Danford played his prep ball at Marietta High.
“I think that it’s something that will bring positivity to the college as well as the rest of the community,” he added. “I can’t wait to test it out.”
Huffman, who played his high school ball at Waterford, seconded that.
“I think it’s great for the program,” said the 20-year-old MC utility player. “It will help us out in many ways, and we are excited to have it.”
Renovations started about two weeks ago. About 15,000 cubic yards of dirt was brought in to raise portions of the field as much as three feet, to minimize the risk of flooding. Eventually, the installation of a Field/Turf DoublePlay system, which is also used by the Toronto Blue Jays, will cover the entire field.
“They (construction crew) pulled out the concrete,” said Chris Stout, the Don Schaly Stadium supervisor.
“Then, they took out 6 to 12 inches of topsoil. Now, they’re in the leveling process and will be starting to bring in the fill and raise it up three or four feet.”
“It’s pretty impressive watching them do that,” he continued. “I think everyone here is excited about it. It’s going to be something else.
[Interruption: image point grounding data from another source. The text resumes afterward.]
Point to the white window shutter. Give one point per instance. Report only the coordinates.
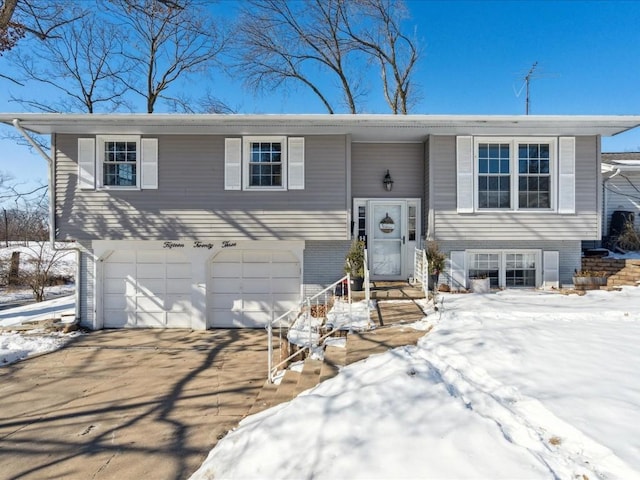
(149, 163)
(567, 175)
(551, 270)
(458, 269)
(296, 163)
(232, 163)
(464, 169)
(87, 163)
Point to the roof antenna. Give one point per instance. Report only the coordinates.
(527, 80)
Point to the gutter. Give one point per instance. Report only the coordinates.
(52, 218)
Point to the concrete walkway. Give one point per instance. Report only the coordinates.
(128, 404)
(137, 404)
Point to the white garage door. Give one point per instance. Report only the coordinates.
(147, 289)
(248, 288)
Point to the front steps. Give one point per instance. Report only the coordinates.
(391, 333)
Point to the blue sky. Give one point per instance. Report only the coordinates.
(475, 55)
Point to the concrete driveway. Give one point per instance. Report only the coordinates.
(127, 404)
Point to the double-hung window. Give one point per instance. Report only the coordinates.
(265, 161)
(119, 158)
(515, 174)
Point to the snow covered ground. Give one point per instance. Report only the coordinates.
(517, 384)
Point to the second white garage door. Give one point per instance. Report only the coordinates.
(248, 288)
(147, 289)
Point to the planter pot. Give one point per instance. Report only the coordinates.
(480, 285)
(589, 283)
(357, 284)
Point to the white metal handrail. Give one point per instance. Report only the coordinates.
(272, 369)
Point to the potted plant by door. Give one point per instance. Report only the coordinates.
(480, 284)
(435, 262)
(354, 264)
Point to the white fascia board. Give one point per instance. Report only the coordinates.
(362, 127)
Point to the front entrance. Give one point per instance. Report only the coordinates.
(391, 229)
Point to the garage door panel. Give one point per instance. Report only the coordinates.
(284, 257)
(179, 270)
(285, 270)
(177, 303)
(122, 286)
(256, 256)
(256, 302)
(226, 285)
(142, 292)
(127, 257)
(229, 270)
(178, 286)
(150, 320)
(255, 286)
(179, 319)
(149, 304)
(256, 270)
(152, 257)
(286, 285)
(118, 270)
(150, 271)
(224, 301)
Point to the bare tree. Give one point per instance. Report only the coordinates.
(280, 42)
(168, 41)
(81, 63)
(40, 269)
(380, 36)
(39, 18)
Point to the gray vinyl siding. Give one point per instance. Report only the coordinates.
(370, 162)
(191, 202)
(570, 252)
(450, 225)
(86, 289)
(622, 192)
(323, 264)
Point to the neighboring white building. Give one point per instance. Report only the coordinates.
(205, 221)
(621, 187)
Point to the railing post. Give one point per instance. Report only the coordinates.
(270, 349)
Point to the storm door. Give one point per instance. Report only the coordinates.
(386, 239)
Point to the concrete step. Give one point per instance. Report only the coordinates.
(310, 376)
(287, 388)
(265, 398)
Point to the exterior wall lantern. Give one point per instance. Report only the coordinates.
(388, 182)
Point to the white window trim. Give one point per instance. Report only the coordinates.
(513, 171)
(100, 141)
(502, 281)
(246, 156)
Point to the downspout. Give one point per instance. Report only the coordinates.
(52, 218)
(605, 202)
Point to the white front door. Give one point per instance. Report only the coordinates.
(387, 239)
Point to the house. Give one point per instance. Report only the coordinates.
(621, 191)
(204, 221)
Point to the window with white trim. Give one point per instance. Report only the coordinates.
(506, 268)
(515, 173)
(119, 161)
(265, 163)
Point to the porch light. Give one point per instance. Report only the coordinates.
(388, 183)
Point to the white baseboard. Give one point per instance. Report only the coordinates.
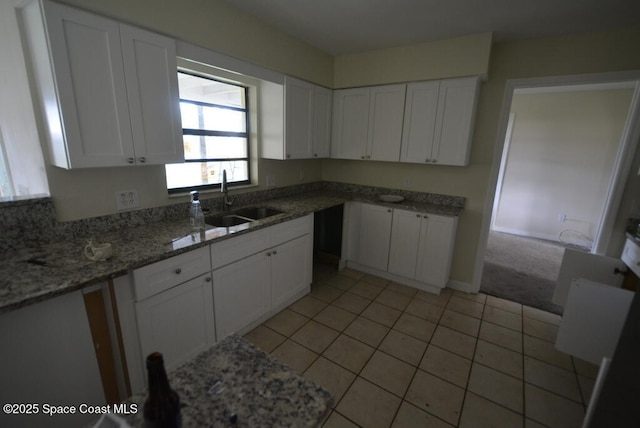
(465, 287)
(395, 278)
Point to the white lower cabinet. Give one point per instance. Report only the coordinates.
(422, 246)
(241, 293)
(375, 232)
(178, 322)
(291, 268)
(247, 290)
(48, 358)
(182, 305)
(405, 246)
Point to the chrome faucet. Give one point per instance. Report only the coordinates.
(224, 188)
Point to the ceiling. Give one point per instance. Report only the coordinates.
(350, 26)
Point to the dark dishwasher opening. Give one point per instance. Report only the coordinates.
(327, 235)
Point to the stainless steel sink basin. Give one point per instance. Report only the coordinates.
(241, 216)
(257, 213)
(226, 220)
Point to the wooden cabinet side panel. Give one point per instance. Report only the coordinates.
(48, 357)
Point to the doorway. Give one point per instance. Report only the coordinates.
(566, 155)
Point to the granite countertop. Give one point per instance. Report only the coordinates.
(31, 275)
(235, 377)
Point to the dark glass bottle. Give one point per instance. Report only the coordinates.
(162, 406)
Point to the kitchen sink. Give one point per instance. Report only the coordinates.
(226, 220)
(241, 216)
(257, 213)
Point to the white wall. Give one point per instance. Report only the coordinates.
(559, 161)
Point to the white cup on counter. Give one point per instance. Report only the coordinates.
(98, 252)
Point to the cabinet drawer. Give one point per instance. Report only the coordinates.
(289, 230)
(238, 247)
(160, 276)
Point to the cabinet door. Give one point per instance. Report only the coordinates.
(298, 118)
(178, 322)
(405, 239)
(455, 121)
(375, 233)
(241, 293)
(321, 122)
(419, 121)
(290, 269)
(350, 123)
(437, 236)
(386, 112)
(86, 105)
(152, 93)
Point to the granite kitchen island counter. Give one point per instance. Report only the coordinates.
(235, 377)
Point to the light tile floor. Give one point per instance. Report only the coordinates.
(393, 356)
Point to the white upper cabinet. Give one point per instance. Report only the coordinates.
(439, 121)
(305, 120)
(298, 119)
(350, 123)
(367, 123)
(386, 112)
(109, 92)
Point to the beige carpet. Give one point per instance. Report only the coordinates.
(521, 269)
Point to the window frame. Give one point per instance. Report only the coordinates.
(215, 133)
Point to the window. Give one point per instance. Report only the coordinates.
(215, 127)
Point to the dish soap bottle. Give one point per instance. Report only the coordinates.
(196, 218)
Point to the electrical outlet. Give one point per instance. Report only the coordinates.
(127, 200)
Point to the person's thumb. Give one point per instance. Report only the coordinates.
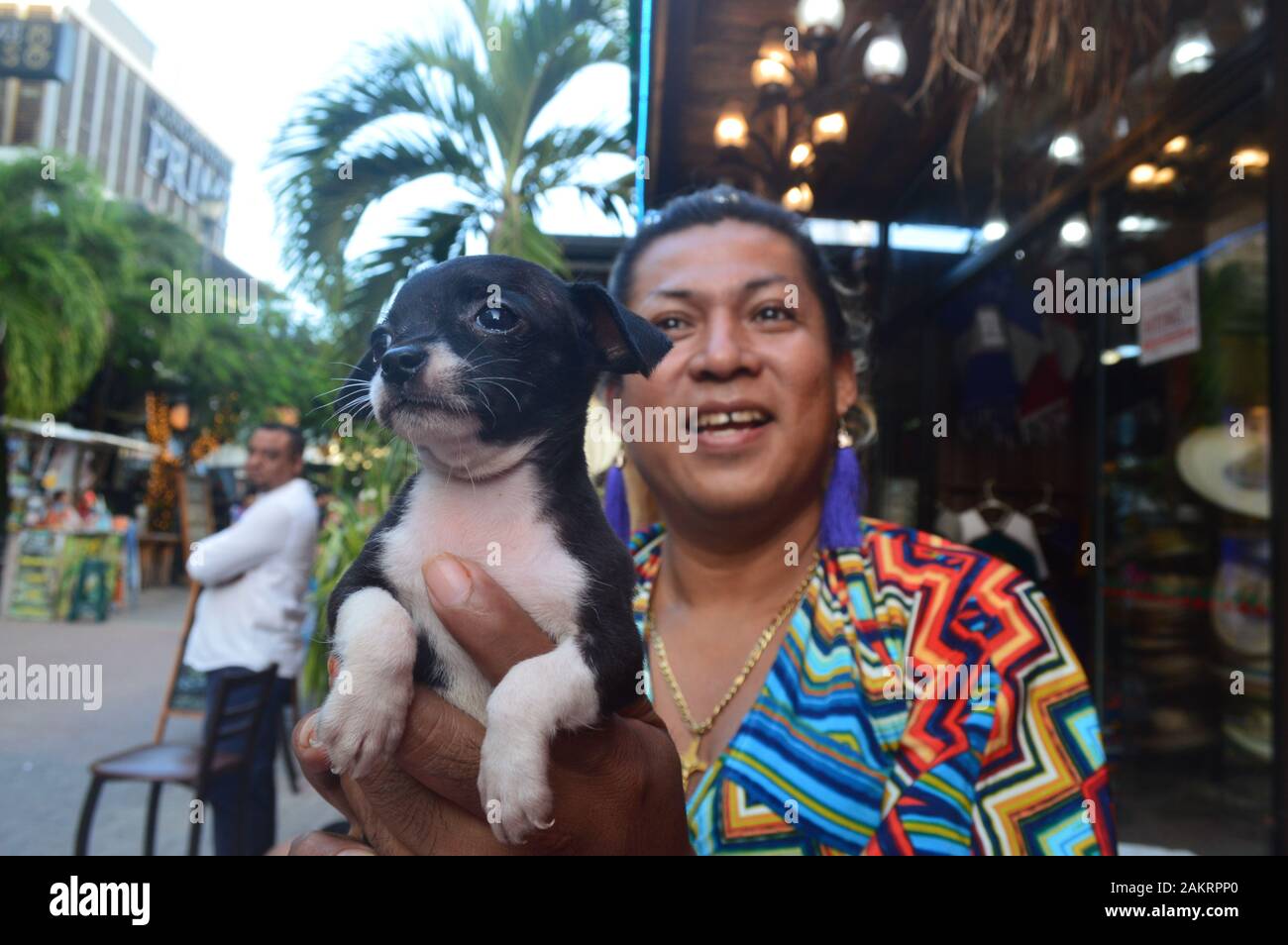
(482, 617)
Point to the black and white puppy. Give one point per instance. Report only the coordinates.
(485, 366)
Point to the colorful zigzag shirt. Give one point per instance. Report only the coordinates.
(923, 700)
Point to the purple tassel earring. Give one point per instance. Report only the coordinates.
(841, 503)
(616, 506)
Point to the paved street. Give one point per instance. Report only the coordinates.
(46, 747)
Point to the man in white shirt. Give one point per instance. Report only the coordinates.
(256, 576)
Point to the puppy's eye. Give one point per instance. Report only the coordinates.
(496, 321)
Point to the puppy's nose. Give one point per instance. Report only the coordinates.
(400, 365)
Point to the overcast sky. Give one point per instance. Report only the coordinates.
(237, 67)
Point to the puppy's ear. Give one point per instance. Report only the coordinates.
(626, 343)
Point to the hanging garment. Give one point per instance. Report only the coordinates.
(1014, 540)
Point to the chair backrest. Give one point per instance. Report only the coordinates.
(240, 703)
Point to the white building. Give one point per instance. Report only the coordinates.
(76, 78)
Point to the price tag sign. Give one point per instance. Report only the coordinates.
(37, 50)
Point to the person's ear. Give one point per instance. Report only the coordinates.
(846, 385)
(626, 343)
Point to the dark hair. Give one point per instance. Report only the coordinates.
(292, 434)
(715, 205)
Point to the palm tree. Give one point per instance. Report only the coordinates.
(62, 244)
(464, 107)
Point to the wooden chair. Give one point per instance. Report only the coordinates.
(161, 764)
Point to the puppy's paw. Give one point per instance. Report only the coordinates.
(364, 727)
(513, 783)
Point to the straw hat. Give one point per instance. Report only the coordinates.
(1231, 472)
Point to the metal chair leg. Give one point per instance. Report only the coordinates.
(86, 819)
(150, 828)
(243, 802)
(286, 755)
(194, 837)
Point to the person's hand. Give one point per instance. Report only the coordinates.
(322, 843)
(616, 788)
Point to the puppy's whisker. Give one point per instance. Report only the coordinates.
(516, 380)
(485, 402)
(487, 380)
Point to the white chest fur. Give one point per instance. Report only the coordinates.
(497, 524)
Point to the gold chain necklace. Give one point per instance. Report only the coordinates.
(690, 761)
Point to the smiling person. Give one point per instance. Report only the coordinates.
(787, 638)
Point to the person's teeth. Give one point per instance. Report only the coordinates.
(721, 419)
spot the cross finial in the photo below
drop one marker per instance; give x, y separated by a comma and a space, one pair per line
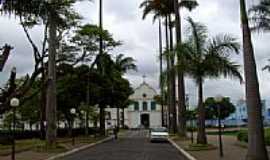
144, 77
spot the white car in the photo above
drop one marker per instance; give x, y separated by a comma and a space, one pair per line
159, 134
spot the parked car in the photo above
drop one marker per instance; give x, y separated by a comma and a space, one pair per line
159, 134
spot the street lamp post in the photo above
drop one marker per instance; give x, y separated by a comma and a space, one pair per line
14, 102
73, 112
218, 99
85, 125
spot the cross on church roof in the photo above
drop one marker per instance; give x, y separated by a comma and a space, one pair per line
144, 77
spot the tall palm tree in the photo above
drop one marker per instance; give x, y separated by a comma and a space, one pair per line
123, 64
207, 58
181, 86
101, 106
159, 9
256, 144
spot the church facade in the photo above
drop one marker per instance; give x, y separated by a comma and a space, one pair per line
143, 112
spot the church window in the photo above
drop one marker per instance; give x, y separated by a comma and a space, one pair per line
145, 106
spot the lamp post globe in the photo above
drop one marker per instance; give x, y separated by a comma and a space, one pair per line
218, 98
14, 102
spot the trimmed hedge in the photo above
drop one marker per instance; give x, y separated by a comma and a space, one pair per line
243, 136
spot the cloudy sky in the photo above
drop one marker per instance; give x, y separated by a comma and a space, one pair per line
140, 38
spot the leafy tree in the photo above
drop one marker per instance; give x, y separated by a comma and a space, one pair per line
207, 58
211, 107
256, 144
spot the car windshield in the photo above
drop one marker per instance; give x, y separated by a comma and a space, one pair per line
159, 130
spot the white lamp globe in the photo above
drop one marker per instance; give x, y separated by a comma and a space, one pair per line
14, 102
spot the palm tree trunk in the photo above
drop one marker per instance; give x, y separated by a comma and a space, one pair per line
181, 82
51, 87
172, 81
256, 143
161, 70
168, 74
118, 118
201, 137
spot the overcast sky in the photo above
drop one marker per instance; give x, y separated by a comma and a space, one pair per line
140, 38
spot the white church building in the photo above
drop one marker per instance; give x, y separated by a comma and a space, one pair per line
143, 112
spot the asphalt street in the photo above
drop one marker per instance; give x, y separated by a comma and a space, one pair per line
134, 146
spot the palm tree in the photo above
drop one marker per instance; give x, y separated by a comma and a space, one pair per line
51, 85
260, 16
256, 144
159, 9
122, 65
181, 86
207, 58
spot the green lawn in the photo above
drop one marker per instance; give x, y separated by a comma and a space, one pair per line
63, 144
225, 133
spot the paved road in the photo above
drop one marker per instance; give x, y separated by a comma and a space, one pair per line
134, 146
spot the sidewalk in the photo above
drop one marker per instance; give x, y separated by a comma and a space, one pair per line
35, 154
233, 150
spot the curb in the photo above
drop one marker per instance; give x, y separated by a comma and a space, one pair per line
79, 149
182, 151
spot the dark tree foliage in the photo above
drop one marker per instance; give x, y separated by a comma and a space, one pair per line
211, 107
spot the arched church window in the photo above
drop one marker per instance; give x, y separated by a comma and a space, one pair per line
153, 106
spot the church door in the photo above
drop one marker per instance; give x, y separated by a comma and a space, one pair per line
145, 120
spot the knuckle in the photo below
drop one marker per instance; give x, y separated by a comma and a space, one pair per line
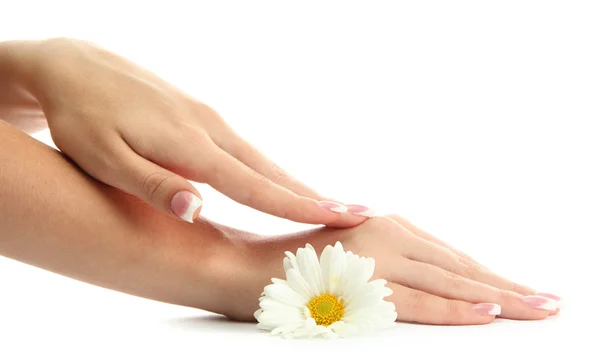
451, 312
278, 173
506, 297
152, 182
381, 224
259, 182
415, 305
452, 280
468, 267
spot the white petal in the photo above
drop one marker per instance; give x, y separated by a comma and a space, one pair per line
284, 293
319, 331
344, 329
310, 269
298, 284
325, 262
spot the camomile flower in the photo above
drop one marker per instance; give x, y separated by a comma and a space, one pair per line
326, 297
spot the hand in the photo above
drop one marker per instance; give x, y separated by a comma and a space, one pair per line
130, 129
432, 282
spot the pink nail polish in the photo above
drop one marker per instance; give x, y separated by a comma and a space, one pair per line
332, 206
488, 309
185, 205
360, 210
541, 303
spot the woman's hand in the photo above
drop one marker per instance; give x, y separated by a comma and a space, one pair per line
432, 282
130, 129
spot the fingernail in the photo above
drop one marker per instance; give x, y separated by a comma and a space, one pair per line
541, 303
332, 206
488, 309
551, 296
360, 210
185, 204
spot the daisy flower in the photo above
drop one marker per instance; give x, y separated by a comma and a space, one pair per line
327, 297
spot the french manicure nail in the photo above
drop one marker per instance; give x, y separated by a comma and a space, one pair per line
332, 206
541, 303
185, 204
488, 309
360, 210
551, 296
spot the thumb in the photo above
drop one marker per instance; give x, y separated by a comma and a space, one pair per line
159, 187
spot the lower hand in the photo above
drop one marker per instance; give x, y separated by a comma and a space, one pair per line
432, 282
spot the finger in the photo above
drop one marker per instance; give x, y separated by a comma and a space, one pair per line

A lot of people have come out to get a peek of it and they’re definitely impressed with what’s going on.”
Stout is also the pitching coach for the Brian Brewer-led Etta Express.
“Natural grass is always a favorite to play baseball on, but it usually means a wet spring,” Stout said. “So, with the artificial turf, you’re not going to miss hardly anything at all. It could pour all morning, but you’re going to get in every game you need to play that day.
“Now we won’t have to pull tarp or drain water off the field. The field’s going to be a little higher than what it is now. The artificial turf will have sand and rubber pellets underneath it, and it will absorb the water so much better than soil or clay could.”
Before all is said and done, Don Schaly Stadium will also have new, step-down dugouts, a pole-less backstop with net and padding, and a new 8-foot outfield fence with center field moved in 10 feet to 400 feet. Also, the foul territory down the lines will be reduced, and the bullpens moved further down the lines to accomodate more spectators.
“You’re not going to be able to beat it,” Stout said. “There’s no reason why we can’t get the best players in the country to play here.”